Example WaterDrop DD dashboard

Forking and potential memory problems

If you work with forked processes, make sure you don't use the producer before the fork. You can easily configure the producer and then fork and use it.

To tackle this obstacle related to rdkafka, WaterDrop adds finalizer to each of the producers to close the rdkafka client before the Ruby process is shutdown. Due to the nature of the finalizers, this implementation prevents producers from being GCed (except upon VM shutdown) and can cause memory leaks if you don't use persistent/long-lived producers in a long-running process or if you don't use the #close method of a producer when it is no longer needed. Creating a producer instance for each message is anyhow a rather bad idea, so we recommend not to.

Middleware

WaterDrop supports injecting middleware similar to Rack.

Middleware can be used to provide extra functionalities like auto-serialization of data or any other modifications of messages before their validation and dispatch.

Each middleware accepts the message hash as input and expects a message hash as a result.

There are two methods to register middlewares:

  • #prepend - registers middleware as the first in the order of execution
  • #append - registers middleware as the last in the order of execution

Below you can find an example middleware that converts the incoming payload into a JSON string by running #to_json automatically:

class AutoMapper
  def call(message)
    message[:payload] = message[:payload].to_json
    message
  end
end

# Register middleware
producer.middleware.append(AutoMapper.new)
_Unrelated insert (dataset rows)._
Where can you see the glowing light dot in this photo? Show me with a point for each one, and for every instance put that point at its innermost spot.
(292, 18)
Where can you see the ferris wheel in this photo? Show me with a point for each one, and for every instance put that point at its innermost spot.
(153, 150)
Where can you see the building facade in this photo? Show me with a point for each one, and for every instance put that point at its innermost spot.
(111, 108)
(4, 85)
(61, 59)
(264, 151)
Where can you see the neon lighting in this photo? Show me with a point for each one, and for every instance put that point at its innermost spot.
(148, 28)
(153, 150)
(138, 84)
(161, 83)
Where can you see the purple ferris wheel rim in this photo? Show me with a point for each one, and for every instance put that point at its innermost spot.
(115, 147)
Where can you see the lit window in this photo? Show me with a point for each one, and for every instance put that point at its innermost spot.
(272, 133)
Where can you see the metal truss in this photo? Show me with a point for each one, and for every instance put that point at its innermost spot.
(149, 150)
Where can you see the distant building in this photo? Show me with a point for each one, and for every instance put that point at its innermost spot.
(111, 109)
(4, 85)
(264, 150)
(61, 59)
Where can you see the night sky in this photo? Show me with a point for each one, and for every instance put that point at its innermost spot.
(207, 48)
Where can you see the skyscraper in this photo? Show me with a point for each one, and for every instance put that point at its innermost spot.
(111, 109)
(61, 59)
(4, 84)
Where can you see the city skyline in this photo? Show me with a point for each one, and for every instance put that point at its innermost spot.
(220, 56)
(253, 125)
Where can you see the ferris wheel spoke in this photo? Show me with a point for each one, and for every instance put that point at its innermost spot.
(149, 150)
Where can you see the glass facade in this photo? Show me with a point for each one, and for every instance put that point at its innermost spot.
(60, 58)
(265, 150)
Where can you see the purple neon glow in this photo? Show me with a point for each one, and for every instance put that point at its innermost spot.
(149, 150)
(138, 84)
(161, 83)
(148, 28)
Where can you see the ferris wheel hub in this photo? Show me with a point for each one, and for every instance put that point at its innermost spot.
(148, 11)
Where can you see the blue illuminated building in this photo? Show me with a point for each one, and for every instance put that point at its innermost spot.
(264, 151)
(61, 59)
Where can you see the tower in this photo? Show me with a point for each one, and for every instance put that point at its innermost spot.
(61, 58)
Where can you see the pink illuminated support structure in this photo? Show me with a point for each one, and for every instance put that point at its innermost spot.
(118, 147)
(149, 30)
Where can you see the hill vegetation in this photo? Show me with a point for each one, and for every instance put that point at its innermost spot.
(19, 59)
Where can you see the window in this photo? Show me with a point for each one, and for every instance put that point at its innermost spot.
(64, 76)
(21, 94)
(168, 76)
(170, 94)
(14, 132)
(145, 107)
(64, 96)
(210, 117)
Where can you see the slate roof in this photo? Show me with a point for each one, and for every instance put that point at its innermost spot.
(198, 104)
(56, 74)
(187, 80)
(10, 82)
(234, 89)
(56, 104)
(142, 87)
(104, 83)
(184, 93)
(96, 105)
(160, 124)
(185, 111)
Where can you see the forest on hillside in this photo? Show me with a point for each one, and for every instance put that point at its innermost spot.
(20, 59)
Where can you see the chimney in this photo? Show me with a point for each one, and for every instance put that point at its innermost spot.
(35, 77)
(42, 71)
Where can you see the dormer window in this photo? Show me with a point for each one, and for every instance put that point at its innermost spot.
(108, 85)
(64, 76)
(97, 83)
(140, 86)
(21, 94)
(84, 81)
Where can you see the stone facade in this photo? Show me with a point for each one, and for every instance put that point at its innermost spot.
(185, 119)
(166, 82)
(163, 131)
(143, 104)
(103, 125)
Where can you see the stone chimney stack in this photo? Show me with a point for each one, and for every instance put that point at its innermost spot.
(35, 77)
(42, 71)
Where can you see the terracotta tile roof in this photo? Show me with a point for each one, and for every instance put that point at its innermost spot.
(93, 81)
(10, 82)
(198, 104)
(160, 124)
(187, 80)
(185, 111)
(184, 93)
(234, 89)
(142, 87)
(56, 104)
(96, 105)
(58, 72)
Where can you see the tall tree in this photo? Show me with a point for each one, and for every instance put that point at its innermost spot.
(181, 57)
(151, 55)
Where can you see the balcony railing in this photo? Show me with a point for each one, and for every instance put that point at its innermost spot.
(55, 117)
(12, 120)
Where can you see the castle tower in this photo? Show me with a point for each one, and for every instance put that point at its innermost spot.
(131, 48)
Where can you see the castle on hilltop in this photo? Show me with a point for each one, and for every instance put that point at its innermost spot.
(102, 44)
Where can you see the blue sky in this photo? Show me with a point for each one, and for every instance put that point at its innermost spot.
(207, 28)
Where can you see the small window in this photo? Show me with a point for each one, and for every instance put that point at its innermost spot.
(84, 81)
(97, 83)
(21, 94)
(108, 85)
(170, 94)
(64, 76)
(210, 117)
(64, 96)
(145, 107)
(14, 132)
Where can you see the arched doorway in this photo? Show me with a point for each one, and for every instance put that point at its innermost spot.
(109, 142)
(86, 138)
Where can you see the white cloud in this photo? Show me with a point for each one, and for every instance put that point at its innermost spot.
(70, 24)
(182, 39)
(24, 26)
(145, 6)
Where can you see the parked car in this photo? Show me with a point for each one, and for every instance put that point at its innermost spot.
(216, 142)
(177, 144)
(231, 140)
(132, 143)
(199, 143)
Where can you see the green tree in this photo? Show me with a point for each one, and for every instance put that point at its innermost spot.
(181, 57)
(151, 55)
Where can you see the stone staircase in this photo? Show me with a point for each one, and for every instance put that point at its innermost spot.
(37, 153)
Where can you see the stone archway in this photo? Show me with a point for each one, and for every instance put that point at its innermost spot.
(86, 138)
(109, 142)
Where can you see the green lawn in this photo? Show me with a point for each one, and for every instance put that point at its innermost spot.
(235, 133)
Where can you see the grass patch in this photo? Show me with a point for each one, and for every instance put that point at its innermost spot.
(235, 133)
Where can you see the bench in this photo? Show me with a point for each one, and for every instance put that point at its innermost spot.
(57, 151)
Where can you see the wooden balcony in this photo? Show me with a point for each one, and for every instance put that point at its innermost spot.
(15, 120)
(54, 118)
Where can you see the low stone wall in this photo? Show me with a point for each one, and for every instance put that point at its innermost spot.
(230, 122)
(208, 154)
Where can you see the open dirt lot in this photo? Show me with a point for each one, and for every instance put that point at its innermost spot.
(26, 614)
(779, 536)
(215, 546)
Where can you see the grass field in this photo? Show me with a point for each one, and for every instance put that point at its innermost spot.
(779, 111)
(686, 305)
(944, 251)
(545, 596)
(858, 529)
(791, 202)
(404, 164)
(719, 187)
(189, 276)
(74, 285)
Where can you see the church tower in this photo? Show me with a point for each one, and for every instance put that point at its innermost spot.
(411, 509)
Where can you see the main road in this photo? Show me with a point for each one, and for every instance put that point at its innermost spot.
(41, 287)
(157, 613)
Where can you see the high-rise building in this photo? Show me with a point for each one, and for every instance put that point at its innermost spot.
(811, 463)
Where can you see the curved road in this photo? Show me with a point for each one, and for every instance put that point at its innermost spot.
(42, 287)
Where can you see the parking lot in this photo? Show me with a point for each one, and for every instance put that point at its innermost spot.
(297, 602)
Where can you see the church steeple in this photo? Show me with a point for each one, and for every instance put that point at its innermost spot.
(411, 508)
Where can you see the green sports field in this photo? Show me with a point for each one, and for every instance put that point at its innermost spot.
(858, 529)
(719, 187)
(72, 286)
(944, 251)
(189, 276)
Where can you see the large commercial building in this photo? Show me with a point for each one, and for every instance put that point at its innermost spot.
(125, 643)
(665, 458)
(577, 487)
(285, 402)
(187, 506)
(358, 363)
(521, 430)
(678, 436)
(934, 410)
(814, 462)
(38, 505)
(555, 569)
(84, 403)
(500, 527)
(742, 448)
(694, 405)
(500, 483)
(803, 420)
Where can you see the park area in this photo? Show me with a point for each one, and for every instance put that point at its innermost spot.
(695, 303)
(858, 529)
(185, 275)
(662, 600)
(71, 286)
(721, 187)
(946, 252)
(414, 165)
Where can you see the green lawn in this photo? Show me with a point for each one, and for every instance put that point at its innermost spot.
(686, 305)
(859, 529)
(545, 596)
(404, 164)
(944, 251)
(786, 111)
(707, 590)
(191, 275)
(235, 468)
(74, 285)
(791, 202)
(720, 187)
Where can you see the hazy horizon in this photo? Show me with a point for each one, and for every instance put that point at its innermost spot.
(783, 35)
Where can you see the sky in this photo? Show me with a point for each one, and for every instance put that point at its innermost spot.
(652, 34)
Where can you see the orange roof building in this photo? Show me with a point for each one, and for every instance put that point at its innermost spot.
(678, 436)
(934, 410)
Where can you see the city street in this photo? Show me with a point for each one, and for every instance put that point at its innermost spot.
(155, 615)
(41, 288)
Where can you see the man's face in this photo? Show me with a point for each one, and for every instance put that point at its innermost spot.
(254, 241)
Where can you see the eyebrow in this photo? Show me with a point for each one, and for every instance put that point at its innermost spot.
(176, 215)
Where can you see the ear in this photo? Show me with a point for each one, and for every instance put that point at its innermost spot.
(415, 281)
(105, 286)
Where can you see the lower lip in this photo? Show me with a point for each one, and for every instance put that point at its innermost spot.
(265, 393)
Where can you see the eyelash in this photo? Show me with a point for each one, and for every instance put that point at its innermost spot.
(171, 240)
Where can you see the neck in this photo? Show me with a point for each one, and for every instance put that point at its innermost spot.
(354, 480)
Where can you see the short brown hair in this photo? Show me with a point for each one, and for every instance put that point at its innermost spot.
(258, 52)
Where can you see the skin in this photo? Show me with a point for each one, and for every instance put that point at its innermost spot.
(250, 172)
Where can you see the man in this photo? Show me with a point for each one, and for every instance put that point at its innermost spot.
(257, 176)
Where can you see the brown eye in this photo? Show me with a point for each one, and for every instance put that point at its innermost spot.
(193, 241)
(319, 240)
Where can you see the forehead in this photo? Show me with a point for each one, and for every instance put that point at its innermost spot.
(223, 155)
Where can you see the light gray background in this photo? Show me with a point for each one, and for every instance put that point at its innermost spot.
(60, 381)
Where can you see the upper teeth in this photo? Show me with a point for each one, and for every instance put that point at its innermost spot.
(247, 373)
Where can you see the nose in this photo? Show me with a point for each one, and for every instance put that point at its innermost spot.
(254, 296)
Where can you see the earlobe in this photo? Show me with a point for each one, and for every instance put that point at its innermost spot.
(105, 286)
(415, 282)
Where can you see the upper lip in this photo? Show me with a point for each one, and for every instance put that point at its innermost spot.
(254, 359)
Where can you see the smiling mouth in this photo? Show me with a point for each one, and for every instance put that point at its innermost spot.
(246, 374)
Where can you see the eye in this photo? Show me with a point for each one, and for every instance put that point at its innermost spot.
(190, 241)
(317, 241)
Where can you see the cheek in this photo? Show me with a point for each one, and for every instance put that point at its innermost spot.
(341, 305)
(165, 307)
# Dispatch without manual casting
producer.produce_async(topic: 'users', payload: user)

Note: It is up to the end user to decide whether to modify the provided message or deep copy it and update the newly created one.

Note on contributions

First, thank you for considering contributing to the Karafka ecosystem! It's people like you that make the open source community such a great community!

Each pull request must pass all the RSpec specs, integration tests and meet our quality requirements.

Fork it, update and wait for the Github Actions results.